This challenge is a standard supervised learning problem. The dataset includes application data for every loan given over a 6 month period.
There are 4 tabs with data, labeled "trainX", "trainY", "testX" and "testY". The train tabs contain the first 4.5 months of loans, while the test tabs have loan data from the following 1.5 months.
trainY and testY contain the targets. They represent whether the loans were fully funded (TRUE values) or partially funded (FALSE values). The fully funded values are withheld from testY, and your job will be to fill them in.
Use trainX and trainY to build a model to predict whether or not future loans will be fully funded. You should then use your model on the data from testX to make new predictions. We’ll score those predictions against the true values of testY to see how well your model performs.
This is intended to be a fairly straightforward task. I didn’t intentionally include any big surprises or “gotchas”. I hope that your model performs well, but it’s even more important that your approach is sound and you avoid major mistakes.
Please put your predictions in column B of the "testY" tab.
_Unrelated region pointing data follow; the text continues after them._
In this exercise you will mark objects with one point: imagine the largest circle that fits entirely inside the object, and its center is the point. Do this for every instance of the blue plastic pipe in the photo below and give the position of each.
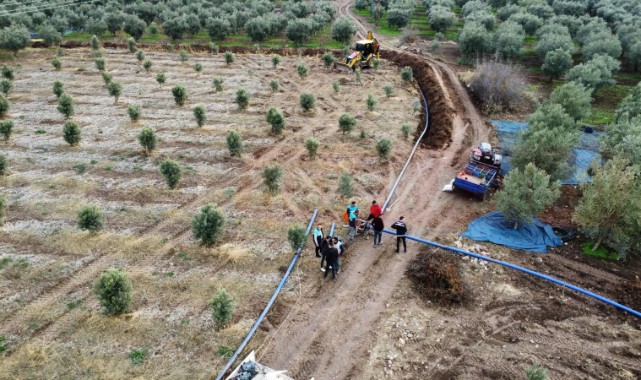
(251, 332)
(525, 270)
(418, 141)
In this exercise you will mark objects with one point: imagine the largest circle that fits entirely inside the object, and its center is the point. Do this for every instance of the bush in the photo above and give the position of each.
(147, 139)
(207, 225)
(274, 85)
(7, 72)
(312, 147)
(343, 30)
(234, 143)
(58, 88)
(100, 64)
(407, 74)
(302, 70)
(498, 86)
(296, 237)
(223, 306)
(199, 115)
(345, 185)
(371, 102)
(172, 172)
(271, 178)
(6, 128)
(384, 149)
(346, 123)
(115, 89)
(242, 98)
(134, 112)
(113, 289)
(526, 193)
(180, 95)
(276, 119)
(15, 38)
(217, 83)
(307, 101)
(65, 105)
(90, 218)
(229, 58)
(55, 62)
(71, 132)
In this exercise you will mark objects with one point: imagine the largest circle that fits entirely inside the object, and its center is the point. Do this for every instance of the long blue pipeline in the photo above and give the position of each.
(409, 158)
(525, 270)
(251, 332)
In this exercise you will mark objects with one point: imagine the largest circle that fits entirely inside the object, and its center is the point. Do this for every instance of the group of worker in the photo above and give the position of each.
(330, 249)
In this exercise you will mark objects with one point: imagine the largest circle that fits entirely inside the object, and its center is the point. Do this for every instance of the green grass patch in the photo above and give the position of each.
(600, 253)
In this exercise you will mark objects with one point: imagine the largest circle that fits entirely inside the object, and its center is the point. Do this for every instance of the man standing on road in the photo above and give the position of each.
(379, 226)
(318, 239)
(401, 230)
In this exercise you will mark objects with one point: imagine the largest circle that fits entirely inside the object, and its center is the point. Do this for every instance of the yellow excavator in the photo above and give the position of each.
(361, 56)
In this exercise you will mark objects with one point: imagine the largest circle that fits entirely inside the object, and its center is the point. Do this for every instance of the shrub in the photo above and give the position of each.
(302, 70)
(276, 119)
(498, 85)
(384, 148)
(218, 84)
(90, 218)
(371, 102)
(172, 172)
(71, 132)
(106, 77)
(6, 128)
(229, 58)
(242, 98)
(147, 65)
(147, 139)
(95, 43)
(207, 225)
(134, 112)
(100, 64)
(223, 306)
(346, 123)
(406, 74)
(7, 72)
(271, 178)
(113, 289)
(345, 185)
(312, 147)
(307, 101)
(296, 237)
(56, 63)
(274, 85)
(275, 60)
(115, 89)
(200, 116)
(131, 44)
(180, 95)
(343, 30)
(525, 193)
(234, 143)
(15, 38)
(58, 88)
(65, 105)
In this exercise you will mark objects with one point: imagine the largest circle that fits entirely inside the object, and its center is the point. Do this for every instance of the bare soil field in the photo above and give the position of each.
(51, 321)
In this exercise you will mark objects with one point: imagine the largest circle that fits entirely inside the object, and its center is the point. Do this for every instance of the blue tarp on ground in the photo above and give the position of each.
(580, 159)
(493, 227)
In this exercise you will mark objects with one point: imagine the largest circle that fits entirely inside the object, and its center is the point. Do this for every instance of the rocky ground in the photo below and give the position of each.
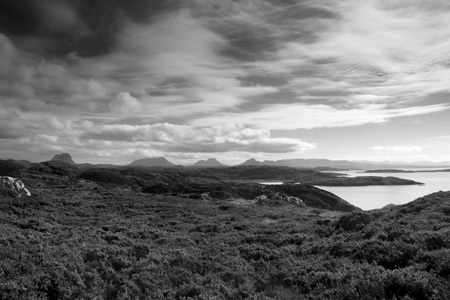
(75, 238)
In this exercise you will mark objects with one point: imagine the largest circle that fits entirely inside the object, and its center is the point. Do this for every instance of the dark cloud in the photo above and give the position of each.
(54, 28)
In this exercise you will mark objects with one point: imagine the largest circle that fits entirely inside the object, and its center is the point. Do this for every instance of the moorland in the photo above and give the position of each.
(151, 233)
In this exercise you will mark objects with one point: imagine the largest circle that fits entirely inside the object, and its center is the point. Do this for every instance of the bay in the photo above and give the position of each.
(373, 197)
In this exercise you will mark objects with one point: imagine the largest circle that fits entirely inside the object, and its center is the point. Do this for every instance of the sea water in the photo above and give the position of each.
(372, 197)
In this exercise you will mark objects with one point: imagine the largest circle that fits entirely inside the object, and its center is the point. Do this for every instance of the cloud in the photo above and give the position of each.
(124, 103)
(182, 138)
(303, 116)
(397, 148)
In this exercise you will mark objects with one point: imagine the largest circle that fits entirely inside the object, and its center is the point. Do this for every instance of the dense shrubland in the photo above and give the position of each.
(88, 241)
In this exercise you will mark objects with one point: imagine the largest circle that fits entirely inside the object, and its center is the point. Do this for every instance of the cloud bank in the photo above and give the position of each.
(214, 76)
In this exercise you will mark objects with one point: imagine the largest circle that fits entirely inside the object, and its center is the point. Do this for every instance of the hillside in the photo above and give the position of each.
(97, 241)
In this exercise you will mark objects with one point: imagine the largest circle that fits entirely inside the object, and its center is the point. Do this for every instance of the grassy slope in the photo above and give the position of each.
(97, 242)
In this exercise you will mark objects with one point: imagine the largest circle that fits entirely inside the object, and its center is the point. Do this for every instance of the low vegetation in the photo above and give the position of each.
(94, 241)
(136, 234)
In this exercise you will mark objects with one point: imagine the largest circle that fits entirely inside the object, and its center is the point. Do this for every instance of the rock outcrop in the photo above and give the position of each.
(280, 197)
(14, 185)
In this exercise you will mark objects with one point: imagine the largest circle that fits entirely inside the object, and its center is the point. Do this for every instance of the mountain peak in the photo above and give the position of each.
(251, 162)
(211, 162)
(65, 157)
(152, 162)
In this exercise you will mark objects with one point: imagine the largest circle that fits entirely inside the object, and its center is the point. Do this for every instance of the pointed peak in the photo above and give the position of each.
(251, 162)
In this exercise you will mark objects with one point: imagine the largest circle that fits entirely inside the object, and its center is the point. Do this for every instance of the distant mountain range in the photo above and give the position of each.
(212, 162)
(317, 164)
(65, 157)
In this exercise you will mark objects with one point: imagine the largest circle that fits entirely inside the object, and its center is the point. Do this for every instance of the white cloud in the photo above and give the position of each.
(124, 103)
(182, 138)
(397, 148)
(303, 116)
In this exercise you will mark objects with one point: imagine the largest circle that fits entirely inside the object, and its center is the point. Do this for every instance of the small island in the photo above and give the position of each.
(404, 171)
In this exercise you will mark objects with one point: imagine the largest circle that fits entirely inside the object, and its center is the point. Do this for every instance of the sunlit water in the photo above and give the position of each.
(372, 197)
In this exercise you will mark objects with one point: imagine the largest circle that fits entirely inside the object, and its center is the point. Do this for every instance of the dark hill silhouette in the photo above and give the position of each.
(211, 162)
(65, 157)
(11, 167)
(251, 162)
(152, 162)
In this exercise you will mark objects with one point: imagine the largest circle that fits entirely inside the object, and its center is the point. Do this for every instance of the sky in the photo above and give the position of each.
(118, 80)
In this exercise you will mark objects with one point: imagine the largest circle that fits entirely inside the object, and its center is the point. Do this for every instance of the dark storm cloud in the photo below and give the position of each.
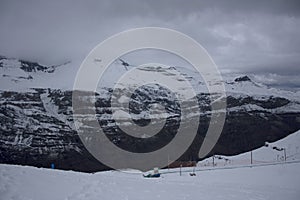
(248, 36)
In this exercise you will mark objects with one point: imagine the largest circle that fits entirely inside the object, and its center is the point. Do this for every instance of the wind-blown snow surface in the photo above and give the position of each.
(278, 181)
(269, 182)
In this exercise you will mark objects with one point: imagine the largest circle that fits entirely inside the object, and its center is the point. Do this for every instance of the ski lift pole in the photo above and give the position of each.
(180, 170)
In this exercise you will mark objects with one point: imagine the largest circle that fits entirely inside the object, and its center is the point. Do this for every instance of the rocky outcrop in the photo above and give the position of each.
(36, 127)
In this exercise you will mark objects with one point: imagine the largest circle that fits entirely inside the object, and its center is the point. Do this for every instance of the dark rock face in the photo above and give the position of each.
(36, 128)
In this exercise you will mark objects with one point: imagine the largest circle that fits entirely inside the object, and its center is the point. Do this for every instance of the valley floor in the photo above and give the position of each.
(280, 181)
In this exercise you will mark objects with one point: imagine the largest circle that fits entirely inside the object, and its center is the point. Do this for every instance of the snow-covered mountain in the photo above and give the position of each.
(276, 181)
(36, 122)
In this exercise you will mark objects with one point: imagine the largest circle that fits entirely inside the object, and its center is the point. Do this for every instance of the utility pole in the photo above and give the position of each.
(180, 170)
(168, 162)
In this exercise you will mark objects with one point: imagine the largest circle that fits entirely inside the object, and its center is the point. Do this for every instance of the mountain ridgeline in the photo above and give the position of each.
(37, 129)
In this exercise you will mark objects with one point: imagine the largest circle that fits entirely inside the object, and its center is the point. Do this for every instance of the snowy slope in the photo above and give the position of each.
(270, 182)
(263, 155)
(278, 181)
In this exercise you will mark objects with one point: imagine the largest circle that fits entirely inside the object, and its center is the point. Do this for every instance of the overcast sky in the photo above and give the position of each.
(258, 37)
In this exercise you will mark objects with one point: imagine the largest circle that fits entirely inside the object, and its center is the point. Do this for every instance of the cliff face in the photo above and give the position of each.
(36, 125)
(36, 128)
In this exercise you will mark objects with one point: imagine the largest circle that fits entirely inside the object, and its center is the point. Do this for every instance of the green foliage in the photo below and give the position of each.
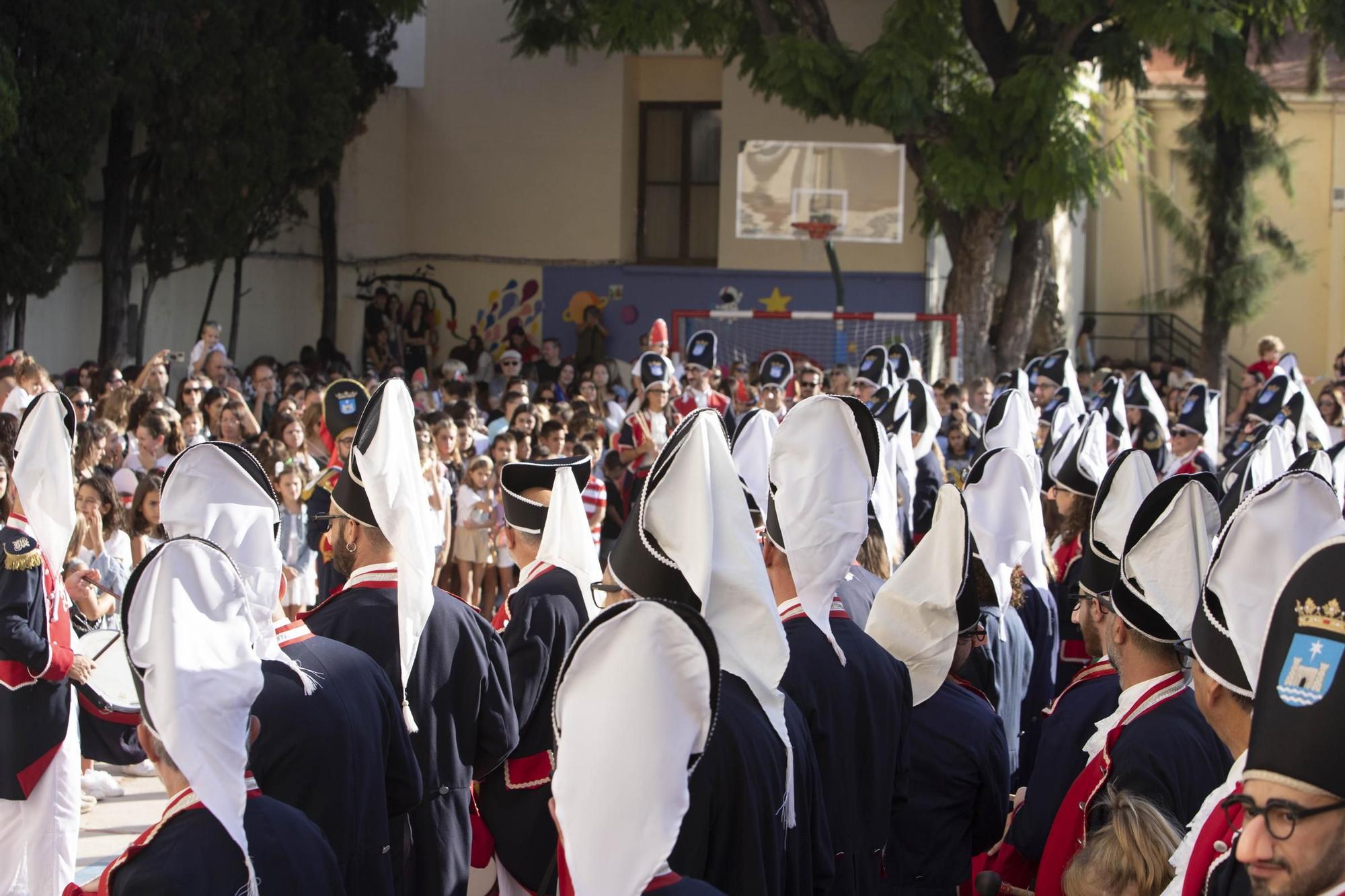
(54, 95)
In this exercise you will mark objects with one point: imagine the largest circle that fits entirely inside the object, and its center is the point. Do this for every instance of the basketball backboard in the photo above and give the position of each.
(857, 186)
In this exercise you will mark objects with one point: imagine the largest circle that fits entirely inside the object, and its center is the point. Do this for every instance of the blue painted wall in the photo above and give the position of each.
(634, 295)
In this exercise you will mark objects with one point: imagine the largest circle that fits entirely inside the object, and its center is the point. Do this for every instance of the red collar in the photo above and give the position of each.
(293, 633)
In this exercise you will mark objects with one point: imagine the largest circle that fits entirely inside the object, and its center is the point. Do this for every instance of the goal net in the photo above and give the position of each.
(825, 338)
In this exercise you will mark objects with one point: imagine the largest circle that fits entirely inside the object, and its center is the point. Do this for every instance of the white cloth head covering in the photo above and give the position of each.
(915, 612)
(1005, 516)
(189, 631)
(567, 537)
(1017, 425)
(392, 477)
(1258, 549)
(753, 452)
(1153, 401)
(697, 516)
(209, 494)
(1167, 565)
(642, 670)
(821, 481)
(44, 477)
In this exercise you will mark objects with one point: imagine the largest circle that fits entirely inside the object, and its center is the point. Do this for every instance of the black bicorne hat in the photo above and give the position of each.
(701, 349)
(1054, 366)
(1141, 611)
(899, 358)
(521, 475)
(240, 455)
(1195, 416)
(344, 404)
(874, 366)
(777, 370)
(870, 436)
(1270, 399)
(1299, 705)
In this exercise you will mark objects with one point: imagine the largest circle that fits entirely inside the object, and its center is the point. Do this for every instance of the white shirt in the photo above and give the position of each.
(1182, 856)
(1128, 701)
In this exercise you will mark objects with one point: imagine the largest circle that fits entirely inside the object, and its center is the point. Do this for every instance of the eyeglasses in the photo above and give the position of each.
(602, 591)
(1281, 814)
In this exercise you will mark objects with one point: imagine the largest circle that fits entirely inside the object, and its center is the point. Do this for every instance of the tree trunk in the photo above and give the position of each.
(210, 296)
(328, 231)
(239, 302)
(21, 321)
(118, 227)
(970, 290)
(1028, 276)
(143, 319)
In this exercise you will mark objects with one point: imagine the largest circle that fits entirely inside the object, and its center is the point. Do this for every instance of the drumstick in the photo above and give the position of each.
(111, 642)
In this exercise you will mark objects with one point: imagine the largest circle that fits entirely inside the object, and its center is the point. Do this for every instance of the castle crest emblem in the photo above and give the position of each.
(1309, 669)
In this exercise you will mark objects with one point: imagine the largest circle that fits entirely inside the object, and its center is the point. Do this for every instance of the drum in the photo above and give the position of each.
(111, 688)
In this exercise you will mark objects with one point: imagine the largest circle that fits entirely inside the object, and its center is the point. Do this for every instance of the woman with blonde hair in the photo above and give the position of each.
(1126, 856)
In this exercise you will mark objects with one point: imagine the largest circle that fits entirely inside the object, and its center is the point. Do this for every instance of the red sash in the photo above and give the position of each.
(1214, 841)
(1071, 826)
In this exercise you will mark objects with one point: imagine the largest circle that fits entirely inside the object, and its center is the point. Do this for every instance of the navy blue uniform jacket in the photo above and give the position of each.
(960, 791)
(349, 731)
(734, 833)
(543, 619)
(193, 853)
(1061, 758)
(459, 693)
(859, 716)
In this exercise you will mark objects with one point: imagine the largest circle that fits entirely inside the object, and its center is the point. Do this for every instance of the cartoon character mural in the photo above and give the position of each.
(509, 309)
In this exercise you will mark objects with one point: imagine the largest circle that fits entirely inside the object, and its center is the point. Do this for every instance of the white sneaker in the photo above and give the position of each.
(145, 768)
(100, 784)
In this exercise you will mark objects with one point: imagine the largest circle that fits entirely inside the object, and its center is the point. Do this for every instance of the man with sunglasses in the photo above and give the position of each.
(1293, 829)
(1230, 631)
(1156, 744)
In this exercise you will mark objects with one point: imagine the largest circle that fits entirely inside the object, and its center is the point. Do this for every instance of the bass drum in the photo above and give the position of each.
(111, 689)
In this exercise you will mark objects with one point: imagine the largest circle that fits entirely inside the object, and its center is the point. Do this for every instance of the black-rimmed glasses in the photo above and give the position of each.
(1281, 814)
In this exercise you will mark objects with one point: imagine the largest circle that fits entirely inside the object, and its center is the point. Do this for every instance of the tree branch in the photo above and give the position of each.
(989, 37)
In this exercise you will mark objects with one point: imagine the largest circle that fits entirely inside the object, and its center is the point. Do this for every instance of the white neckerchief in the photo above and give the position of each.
(1182, 856)
(383, 572)
(1128, 701)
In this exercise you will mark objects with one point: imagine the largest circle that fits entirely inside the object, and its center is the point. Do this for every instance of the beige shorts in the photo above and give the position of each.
(473, 545)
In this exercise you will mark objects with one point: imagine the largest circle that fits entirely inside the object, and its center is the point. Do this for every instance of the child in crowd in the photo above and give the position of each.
(301, 576)
(958, 458)
(473, 534)
(147, 532)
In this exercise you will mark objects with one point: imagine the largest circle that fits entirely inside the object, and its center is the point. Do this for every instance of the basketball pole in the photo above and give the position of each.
(840, 287)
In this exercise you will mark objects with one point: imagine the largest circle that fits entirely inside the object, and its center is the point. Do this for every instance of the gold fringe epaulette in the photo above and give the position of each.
(30, 559)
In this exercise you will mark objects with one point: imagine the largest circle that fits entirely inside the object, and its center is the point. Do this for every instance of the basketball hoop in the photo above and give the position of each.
(814, 229)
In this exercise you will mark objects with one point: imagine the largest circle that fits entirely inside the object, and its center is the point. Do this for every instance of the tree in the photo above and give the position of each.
(54, 89)
(1234, 252)
(999, 118)
(365, 32)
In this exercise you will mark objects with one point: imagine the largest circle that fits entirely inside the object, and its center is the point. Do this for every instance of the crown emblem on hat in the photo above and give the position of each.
(1313, 615)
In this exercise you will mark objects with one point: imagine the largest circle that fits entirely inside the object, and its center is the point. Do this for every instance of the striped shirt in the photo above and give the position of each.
(595, 501)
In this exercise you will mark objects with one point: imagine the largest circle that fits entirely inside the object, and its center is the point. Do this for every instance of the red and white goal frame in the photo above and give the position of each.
(825, 338)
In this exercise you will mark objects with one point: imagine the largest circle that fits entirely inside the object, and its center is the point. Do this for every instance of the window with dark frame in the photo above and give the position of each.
(680, 184)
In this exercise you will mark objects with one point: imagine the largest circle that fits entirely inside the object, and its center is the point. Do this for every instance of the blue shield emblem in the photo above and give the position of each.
(1309, 669)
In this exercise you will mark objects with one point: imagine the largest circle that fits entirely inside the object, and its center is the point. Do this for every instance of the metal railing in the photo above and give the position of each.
(1140, 335)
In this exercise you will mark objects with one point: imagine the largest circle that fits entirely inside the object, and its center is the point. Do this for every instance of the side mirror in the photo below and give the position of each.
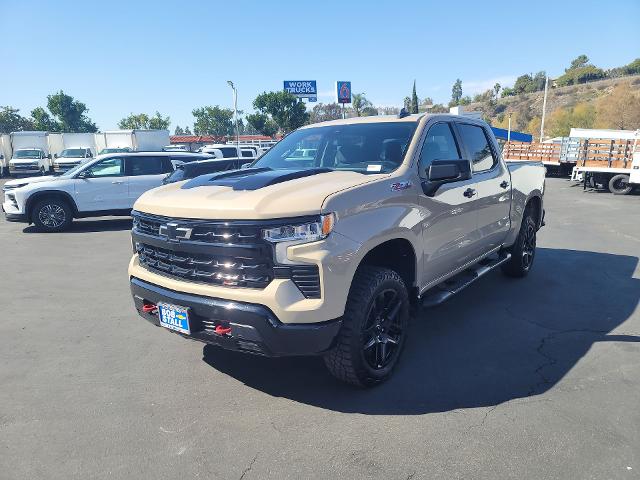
(441, 172)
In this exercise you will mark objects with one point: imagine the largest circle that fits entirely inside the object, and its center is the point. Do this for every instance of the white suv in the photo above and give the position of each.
(107, 185)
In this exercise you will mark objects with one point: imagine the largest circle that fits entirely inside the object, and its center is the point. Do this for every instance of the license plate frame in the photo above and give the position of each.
(174, 317)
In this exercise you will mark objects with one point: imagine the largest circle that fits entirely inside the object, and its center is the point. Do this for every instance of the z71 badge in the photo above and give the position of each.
(398, 186)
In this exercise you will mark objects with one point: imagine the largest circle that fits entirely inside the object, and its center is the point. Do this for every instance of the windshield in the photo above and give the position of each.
(361, 147)
(114, 150)
(72, 153)
(27, 154)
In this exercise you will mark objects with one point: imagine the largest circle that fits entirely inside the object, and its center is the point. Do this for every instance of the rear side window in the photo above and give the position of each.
(477, 144)
(440, 144)
(147, 166)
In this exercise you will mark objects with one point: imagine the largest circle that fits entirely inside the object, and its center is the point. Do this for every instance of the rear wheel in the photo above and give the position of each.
(523, 250)
(51, 215)
(373, 330)
(619, 185)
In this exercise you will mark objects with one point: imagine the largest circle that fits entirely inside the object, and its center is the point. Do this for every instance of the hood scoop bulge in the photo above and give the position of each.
(251, 178)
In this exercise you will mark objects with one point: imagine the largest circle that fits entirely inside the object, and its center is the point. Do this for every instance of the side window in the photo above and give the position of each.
(440, 144)
(477, 144)
(146, 166)
(109, 167)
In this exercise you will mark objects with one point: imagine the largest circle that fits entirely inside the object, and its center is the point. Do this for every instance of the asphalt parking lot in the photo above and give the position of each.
(533, 378)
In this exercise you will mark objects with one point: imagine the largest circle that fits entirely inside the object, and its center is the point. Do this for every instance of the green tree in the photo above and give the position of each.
(414, 99)
(12, 121)
(70, 113)
(283, 108)
(213, 121)
(262, 123)
(359, 102)
(456, 93)
(42, 121)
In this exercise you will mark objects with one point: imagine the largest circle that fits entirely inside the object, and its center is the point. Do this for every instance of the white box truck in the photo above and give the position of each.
(132, 141)
(30, 153)
(76, 148)
(5, 153)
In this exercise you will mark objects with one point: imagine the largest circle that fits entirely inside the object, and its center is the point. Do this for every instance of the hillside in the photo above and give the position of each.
(526, 108)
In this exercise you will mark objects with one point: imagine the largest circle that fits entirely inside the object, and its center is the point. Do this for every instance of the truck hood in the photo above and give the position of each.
(29, 180)
(250, 194)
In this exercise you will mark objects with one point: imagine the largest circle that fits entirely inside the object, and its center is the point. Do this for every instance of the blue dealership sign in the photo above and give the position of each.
(343, 91)
(302, 89)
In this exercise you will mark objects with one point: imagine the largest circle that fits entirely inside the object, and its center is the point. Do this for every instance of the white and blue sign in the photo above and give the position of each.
(343, 91)
(302, 89)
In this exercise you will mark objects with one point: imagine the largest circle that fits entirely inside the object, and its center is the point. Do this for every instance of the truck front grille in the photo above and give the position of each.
(236, 271)
(227, 253)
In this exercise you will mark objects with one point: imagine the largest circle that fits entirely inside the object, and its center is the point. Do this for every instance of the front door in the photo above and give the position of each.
(450, 217)
(493, 185)
(144, 173)
(104, 186)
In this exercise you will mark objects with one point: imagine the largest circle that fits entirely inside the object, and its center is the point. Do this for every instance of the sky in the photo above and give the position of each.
(122, 57)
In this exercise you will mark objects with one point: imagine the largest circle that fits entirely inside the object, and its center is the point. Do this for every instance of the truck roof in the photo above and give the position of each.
(391, 118)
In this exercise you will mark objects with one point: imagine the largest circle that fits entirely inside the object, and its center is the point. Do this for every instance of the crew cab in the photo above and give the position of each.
(106, 185)
(321, 246)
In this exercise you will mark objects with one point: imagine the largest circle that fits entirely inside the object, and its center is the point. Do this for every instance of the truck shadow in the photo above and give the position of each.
(86, 226)
(499, 340)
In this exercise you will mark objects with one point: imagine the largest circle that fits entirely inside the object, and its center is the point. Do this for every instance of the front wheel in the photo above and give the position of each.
(51, 215)
(619, 185)
(524, 249)
(373, 330)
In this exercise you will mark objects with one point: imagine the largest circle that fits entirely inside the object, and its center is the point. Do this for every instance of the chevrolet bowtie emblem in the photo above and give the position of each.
(174, 233)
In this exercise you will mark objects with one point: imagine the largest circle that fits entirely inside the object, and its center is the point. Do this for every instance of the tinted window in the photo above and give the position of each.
(229, 152)
(477, 144)
(440, 144)
(147, 166)
(109, 167)
(365, 147)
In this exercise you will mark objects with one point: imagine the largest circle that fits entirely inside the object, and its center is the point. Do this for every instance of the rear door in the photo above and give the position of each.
(450, 217)
(104, 187)
(144, 173)
(493, 185)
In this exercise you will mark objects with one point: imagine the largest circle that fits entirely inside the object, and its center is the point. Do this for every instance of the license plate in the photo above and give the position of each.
(174, 317)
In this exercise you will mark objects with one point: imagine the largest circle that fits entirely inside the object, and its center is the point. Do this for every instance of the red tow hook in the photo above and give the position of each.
(149, 308)
(220, 330)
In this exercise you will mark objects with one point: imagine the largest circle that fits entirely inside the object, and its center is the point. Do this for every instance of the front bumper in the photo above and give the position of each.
(254, 328)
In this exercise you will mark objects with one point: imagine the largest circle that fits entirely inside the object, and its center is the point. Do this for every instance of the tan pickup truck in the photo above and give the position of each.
(323, 253)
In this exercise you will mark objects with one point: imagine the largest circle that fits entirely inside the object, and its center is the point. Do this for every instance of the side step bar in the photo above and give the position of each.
(447, 289)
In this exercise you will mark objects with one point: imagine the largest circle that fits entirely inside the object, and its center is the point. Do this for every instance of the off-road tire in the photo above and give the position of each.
(346, 361)
(619, 185)
(51, 214)
(524, 249)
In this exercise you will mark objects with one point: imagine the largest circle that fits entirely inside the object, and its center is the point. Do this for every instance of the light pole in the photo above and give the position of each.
(235, 114)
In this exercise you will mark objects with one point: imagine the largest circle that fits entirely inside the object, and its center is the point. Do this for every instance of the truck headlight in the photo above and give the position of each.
(301, 233)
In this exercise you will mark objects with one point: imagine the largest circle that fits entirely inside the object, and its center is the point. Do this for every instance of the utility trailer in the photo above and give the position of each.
(611, 164)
The predictions should be made such that higher values are more likely to be TRUE and lower values more likely FALSE.
Pleae include a short description of which evaluation metric you selected & why.
Data Dictionary
Variable | Definition | Type |
---|---|---|
customer_id | unique customer id | alphanumeric |
status | was customer approved or denied | String |
residence_rent_or_own | customer is renting | Boolean |
monthly_rent_amount | monthly rent amount | Numeric |
bank_account_direct_deposit | customer signed up for direct deposit | Boolean |
application_when | date when customer applied for a loan | MM/DD/YY HH:MM |
loan_duration | term of loan | Numeric |
payment_ach | has customer signed up for ACH payments | Boolean |
num_payments | # of payments made by customer | Numeric |
address_zip | customer resident zip code | Numeric |
bank_routing_number | customer bank routing number | Numeric |
home_phone_type | type of customer phone | String |
monthly_income_amount | customer monthly income amount | Numeric |
raw_l2c_score | Third party score | Numeric |
raw_FICO_telecom | Third party score | Numeric |
raw_FICO_retail | Third party score | Numeric |
raw_FICO_bank_card | Third party score | Numeric |
raw_FICO_money | Third party score | Numeric |
FullyFunded | Fund customer | Boolean |
Good luck!
import pandas as pd
import numpy as np
import seaborn as sns
import matplotlib.pyplot as plt
import random
from sklearn.metrics import roc_curve, auc
from sklearn.model_selection import cross_val_score
from sklearn.model_selection import KFold
from sklearn.model_selection import GridSearchCV
# Importing the various models
from sklearn.tree import DecisionTreeClassifier
from sklearn.ensemble import RandomForestClassifier
from sklearn.linear_model import LogisticRegression
from sklearn.linear_model import Lasso, Ridge
from sklearn.neighbors import KNeighborsClassifier
from sklearn.ensemble import GradientBoostingClassifier
import xgboost as xgb
from sklearn.svm import SVC
# Ensemble model
from sklearn.ensemble import VotingClassifier
# Import sklearn
from sklearn import feature_selection, linear_model
import warnings
warnings.filterwarnings('ignore')
%matplotlib inline
sheets = ['trainX','trainY','testX','testY']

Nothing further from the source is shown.